A representative for the Department of Corrections said that because state execution drug procedures are currently a matter of litigation, they can’t comment for this story.

So, the department’s motivations are unclear.

But there are some pretty basic legal barriers that could get in the way of any inmate or attorney who actually tried to do this, according to Cleve Wootson Jr., a reporter for The Washington Post who’s been covering this policy.

“These drugs are controlled substances,” he said. “It’s illegal for me, or you, or pretty much anybody else that’s not a doctor to have them without a prescription. And even if it were legal for us to have them, it would be illegal for an attorney to transfer possession of that drug.”

Dale Baich, an assistant federal public defender in Arizona, who works to defend death-row inmates in their final appeals, said he was stunned when he learned about the new policy. Baich was one of Wood’s attorneys and is still fighting a case against the state over the way it carries out executions.

“I would not do it,” he said. “And I don’t know of any ethical attorney who would.”

Baich said the policy is illegal and unethical. “A lawyer is fighting to protect his client’s constitutional rights, not to participate in the execution process,” he said.

According to Wootson, this is part of a larger narrative in the country: it’s getting harder to execute people in the United States.

“On one hand, there are some drug companies that have just said, ‘We’re not going to give drugs to states to kill people.’ They have an ethical stance on it,” he said. “And then there are other legal cases that are pending that say that the new drugs they’ve tried … those drugs are unconstitutional, that they’re inhumane.”

Wootson said that those who are against the death penalty have held up Wood’s execution as an example of why it is not possible to humanely execute people in America today.
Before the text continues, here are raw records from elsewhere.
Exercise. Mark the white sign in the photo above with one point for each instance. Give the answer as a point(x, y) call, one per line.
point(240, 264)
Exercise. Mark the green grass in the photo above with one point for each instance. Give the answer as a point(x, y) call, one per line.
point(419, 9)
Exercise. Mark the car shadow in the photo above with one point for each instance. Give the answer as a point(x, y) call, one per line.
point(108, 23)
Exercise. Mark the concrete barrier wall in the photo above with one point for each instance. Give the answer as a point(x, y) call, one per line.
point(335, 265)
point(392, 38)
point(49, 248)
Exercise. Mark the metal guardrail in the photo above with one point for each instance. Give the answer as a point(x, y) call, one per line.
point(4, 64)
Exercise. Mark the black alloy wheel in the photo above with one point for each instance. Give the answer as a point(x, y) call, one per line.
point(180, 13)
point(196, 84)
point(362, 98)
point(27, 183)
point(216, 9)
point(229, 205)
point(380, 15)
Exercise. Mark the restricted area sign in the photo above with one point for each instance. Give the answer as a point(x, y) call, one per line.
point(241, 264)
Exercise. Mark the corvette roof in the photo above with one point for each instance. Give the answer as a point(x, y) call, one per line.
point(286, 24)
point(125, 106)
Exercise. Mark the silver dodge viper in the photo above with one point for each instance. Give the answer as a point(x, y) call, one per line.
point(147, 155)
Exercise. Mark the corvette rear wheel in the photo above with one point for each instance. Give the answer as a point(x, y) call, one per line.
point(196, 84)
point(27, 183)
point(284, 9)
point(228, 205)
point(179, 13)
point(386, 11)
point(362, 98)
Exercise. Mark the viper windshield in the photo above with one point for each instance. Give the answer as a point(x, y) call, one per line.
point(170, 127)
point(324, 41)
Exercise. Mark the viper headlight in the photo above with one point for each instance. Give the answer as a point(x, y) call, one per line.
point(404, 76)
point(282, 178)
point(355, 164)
Baich said that there’s only one challenge remaining to the protocol in Arizona surrounding executions: the discretion of the director of the Department of Corrections.

“Under the protocol as written, it can be changed at any moment,” he said. “And what we have learned from the past is that the drugs have been changed 18 hours before a scheduled execution. In another case, the department changed the number of drugs that would be used two days before the execution.”

In Wood’s case, the department injected 13 additional doses of the drug, Baich said. So, in this litigation, he and other attorneys are aiming to curb the director’s discretion.

To Baich, the best thing the state can do is look to the larger issue at hand: should there be a death penalty in Arizona?

“Rather than try to figure out ways to kill people and continue to experiment with different drug combinations or different methods,” Baich said, “perhaps the Legislature should have an honest debate about whether the death penalty is really needed today.”